You are viewing a plain text version of this content. The canonical link for it is here.

Posted to user@ignite.apache.org by Andrey Kornev <an...@hotmail.com> on 2017/10/11 18:40:49 UTC

Indexing fields of non-POJO cache values

Hello,

Consider the following use case: my cache values are a serialized tree-like structure (as opposed to a POJO). The leaf nodes of the tree are Java primitives. Some of the leaf nodes are used by the queries and should be indexed.

What are my options for indexing such data?

Thanks
Andrey

Re: Indexing fields of non-POJO cache values

Posted by Alexey Kuznetsov <ak...@apache.org>.

Alexey G.,

AFAIK we are going to migrate to our own parser at some point.

On Tue, Oct 17, 2017 at 3:43 PM, Alexey Goncharuk <
alexey.goncharuk@gmail.com> wrote:

> Alexey K., looks like this will require significant changes in H2 (I cannot
> find anything on partial indexes there).
>
> Vladimir, any ideas?
>
> 2017-10-17 11:35 GMT+03:00 Alexey Kuznetsov <ak...@apache.org>:
>
> > Alexey G.,
> >
> > >  How these field extractors will be configured. QueryField and
> > QueryIndex are
> > already quite complex classes.
> > > Adding such a closure to configuration would complicate them even
> > further.
> > May be we can go in "JavaScript" way and pass a string with expression
> that
> > will be parsed and evaluated later on server side.
> >
> > > How these extractors will interact with future SQL drivers (my current
> > guess
> > - there is no way to define them in SQL)
> >
> > AFAIK RDBMS support index on expression.
> > For example: https://sqlite.org/expridx.html
> >
> > Make sense?
> >
> > On Tue, Oct 17, 2017 at 3:26 PM, Alexey Goncharuk <
> > alexey.goncharuk@gmail.com> wrote:
> >
> > > I like this idea. In general case, this will not even require
> > > deserializing the cache value.
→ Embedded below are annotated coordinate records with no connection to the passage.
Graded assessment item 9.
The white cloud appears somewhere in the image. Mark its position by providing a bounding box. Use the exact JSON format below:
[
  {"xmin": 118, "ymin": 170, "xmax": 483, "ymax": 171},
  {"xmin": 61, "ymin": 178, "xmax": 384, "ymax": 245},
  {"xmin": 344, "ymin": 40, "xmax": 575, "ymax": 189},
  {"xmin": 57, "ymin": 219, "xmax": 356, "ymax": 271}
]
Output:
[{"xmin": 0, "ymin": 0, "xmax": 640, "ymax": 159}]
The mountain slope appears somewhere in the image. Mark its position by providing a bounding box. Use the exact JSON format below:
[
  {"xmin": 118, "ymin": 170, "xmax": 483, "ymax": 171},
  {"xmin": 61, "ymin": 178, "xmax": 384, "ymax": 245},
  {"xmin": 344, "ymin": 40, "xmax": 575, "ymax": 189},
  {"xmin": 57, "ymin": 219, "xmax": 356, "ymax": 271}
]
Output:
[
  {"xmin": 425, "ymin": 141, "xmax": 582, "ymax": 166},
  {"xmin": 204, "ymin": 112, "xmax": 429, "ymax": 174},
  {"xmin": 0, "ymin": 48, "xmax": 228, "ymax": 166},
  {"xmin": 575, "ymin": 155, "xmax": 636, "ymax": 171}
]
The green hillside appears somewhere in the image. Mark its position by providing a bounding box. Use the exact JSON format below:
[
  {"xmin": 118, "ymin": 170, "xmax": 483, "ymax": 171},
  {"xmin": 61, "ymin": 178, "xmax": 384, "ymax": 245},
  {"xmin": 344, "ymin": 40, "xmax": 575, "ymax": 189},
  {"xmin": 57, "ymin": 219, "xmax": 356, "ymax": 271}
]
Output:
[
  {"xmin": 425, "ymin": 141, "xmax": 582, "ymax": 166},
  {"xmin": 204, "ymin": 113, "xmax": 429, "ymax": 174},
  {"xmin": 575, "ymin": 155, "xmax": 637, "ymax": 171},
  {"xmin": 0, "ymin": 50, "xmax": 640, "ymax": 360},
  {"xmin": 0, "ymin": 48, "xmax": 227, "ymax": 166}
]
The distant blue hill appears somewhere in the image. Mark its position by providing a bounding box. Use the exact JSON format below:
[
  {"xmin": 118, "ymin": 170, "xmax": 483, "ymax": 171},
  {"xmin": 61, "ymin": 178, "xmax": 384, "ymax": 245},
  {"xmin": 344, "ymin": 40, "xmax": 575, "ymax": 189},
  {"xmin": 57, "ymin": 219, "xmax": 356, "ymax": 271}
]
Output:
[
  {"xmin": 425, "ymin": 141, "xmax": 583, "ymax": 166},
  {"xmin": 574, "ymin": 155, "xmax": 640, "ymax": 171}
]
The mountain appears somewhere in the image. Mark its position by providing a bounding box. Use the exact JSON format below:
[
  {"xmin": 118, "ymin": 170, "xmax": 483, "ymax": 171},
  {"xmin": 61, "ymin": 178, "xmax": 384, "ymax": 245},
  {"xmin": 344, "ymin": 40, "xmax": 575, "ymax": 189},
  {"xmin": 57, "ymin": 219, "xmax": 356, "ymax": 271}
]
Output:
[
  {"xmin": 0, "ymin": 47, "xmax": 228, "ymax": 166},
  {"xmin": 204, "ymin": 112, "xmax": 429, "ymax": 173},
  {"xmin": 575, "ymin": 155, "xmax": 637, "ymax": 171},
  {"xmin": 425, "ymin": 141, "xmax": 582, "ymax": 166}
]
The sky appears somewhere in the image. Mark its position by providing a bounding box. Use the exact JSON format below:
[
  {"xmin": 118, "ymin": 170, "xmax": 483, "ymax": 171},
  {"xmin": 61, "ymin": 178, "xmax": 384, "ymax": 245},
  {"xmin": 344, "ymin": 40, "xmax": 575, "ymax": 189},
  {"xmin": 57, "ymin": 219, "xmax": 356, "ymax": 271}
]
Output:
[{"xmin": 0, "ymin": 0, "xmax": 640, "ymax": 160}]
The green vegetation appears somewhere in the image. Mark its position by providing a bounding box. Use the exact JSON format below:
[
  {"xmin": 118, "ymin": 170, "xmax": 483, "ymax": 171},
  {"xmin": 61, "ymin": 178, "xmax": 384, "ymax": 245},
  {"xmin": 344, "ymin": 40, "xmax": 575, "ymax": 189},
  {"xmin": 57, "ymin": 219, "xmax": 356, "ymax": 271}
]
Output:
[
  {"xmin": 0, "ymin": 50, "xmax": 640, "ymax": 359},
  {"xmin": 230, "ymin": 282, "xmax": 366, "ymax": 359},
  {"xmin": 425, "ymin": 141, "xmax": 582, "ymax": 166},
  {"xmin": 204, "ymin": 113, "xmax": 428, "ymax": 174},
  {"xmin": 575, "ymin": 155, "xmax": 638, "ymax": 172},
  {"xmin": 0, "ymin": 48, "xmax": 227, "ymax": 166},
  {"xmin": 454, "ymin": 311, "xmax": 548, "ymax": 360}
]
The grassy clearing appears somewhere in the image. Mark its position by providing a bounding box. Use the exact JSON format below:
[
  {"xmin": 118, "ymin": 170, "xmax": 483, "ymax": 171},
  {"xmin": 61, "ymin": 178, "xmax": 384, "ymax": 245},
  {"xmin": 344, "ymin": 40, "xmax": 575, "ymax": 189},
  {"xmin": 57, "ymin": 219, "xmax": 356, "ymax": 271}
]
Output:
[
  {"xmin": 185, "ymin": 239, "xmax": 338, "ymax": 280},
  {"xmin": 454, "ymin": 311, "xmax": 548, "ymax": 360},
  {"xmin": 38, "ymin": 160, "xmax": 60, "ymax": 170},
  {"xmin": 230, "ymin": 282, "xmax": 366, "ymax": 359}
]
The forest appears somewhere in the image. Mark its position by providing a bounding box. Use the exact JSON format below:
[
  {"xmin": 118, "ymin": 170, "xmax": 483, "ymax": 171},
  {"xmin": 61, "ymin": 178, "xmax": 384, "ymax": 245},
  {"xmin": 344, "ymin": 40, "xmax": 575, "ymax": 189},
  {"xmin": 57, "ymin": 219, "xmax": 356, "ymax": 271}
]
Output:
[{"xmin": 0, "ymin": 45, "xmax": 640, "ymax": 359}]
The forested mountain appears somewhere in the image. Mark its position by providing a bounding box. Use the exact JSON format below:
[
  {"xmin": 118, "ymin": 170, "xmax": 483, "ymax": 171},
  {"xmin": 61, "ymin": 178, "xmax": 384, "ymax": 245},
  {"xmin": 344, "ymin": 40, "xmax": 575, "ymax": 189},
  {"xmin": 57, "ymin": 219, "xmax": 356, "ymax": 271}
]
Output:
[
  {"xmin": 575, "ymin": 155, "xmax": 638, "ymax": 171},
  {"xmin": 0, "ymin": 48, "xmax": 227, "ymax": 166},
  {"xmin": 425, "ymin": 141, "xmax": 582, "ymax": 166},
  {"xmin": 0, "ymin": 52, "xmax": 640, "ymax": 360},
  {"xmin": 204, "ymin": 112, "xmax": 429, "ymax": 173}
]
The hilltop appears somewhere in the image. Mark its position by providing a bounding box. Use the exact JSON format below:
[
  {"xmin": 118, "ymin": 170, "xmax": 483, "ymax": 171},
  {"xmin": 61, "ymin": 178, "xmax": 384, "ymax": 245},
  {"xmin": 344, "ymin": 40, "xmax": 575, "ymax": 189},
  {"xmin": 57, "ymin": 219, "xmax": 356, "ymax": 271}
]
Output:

Consider a binary tree implementation
> > with a
> > > binary object node {val, left, right}. In this case, it is impossible
> to
> > > have an index of min or max, but with Andrey's suggestion, these
> indexes
> > > are trivially extracted.
> > >
> > > Two things to consider:
> > >  * How these field extractors will be configured. QueryField and
> > QueryIndex
> > > are already quite complex classes. Adding such a closure to
> configuration
> > > would complicate them even further.
> > >  * How these extractors will interact with future SQL drivers (my
> current
> > > guess - there is no way to define them in SQL)
> > >
> > > Andrey, can you create a ticket and suggest an API design so we can
> > review
> > > it?
> > >
> > > Thanks,
> > > AG
> > >
> > > 2017-10-17 5:44 GMT+03:00 Andrey Kornev <an...@hotmail.com>:
> > >
> > > > Of course it does, Dmitriy! However as I suggested below, the feature
> > > > should be optional. The current behavior (not requiring user classes
> on
> > > the
> > > > server, etc.) would remain the default one.
> > > >
> > > > Also, please realize that not everyone stores their data as POJOs or
> > uses
> > > > Ignite as a JDBC source -- the use cases that appear to have been the
> > > main
> > > > focus of Ignite community lately.
> > > >
> > > > Payloads with dynamic structures require more advanced mechanisms for
> > > > indexing, for example, to avoid the overhead of duplicating the
> > indexable
> > > > fields as top level fields of the BinaryObjects. In cases where the
> > cache
> > > > sizes are in tens of millions of entries, the ability to generate
> index
> > > > values on the fly rather than store them, would go a long way in
> terms
> > of
> > > > reducing memory utilization.
> > > >
> > > > In Ignite community finds this feature generally useful, I'd be more
> > than
> > > > happy to contribute its implementation.
> > > >
> > > > Regards
> > > > Andrey
> > > >
> > > > ________________________________
> > > > From: Dmitriy Setrakyan <ds...@apache.org>
> > > > Sent: Monday, October 16, 2017 6:14 PM
> > > > To: dev@ignite.apache.org
> > > > Subject: Re: Indexing fields of non-POJO cache values
> > > >
> > > > On Mon, Oct 16, 2017 at 12:35 PM, Andrey Kornev <
> > > andrewkornev@hotmail.com>
> > > > wrote:
> > > >
> > > > > [Crossposting to the dev list]
> > > > >
> > > > > Alexey,
> > > > >
> > > > > Yes, something like that, where the "reference"/"alias" is
> expressed
> > > as a
> > > > > piece of Java code (as part of QueryEntity definition, perhaps)
> that
> > is
> > > > > invoked by Ignite at the cache entry indexing time.
> > > > >
> > > > > My point is that rather than limiting indexable fields only to
> > > predefined
> > > > > POJO attributes (or BinaryObject fields) Ignite could adopt a more
> > > > general
> > > > > approach by allowing users designate an arbitrary piece of code (a
> > > > > lambda/closure) to be used as an index value extractor. In such
> case,
> > > the
> > > > > current functionality (extracting index values from POJO
> attributes)
> > > > > becomes just a special case that's supported by Ignite out of the
> > box.
> > > > >
> > > >
> > > > Andrey, this would require deserialization on the server side. It
> would
> > > > also require that user classes are present on the server side. Both
> of
> > > this
> > > > scenarios Ignite tries to avoid.
> > > >
> > > > Makes sense?
> > > >
> > >
> >
> >
> >
> > --
> > Alexey Kuznetsov
> >
>
> --
> Alexey Kuznetsov
>
>

Re: Indexing fields of non-POJO cache values

Posted by Alexey Goncharuk <al...@gmail.com>.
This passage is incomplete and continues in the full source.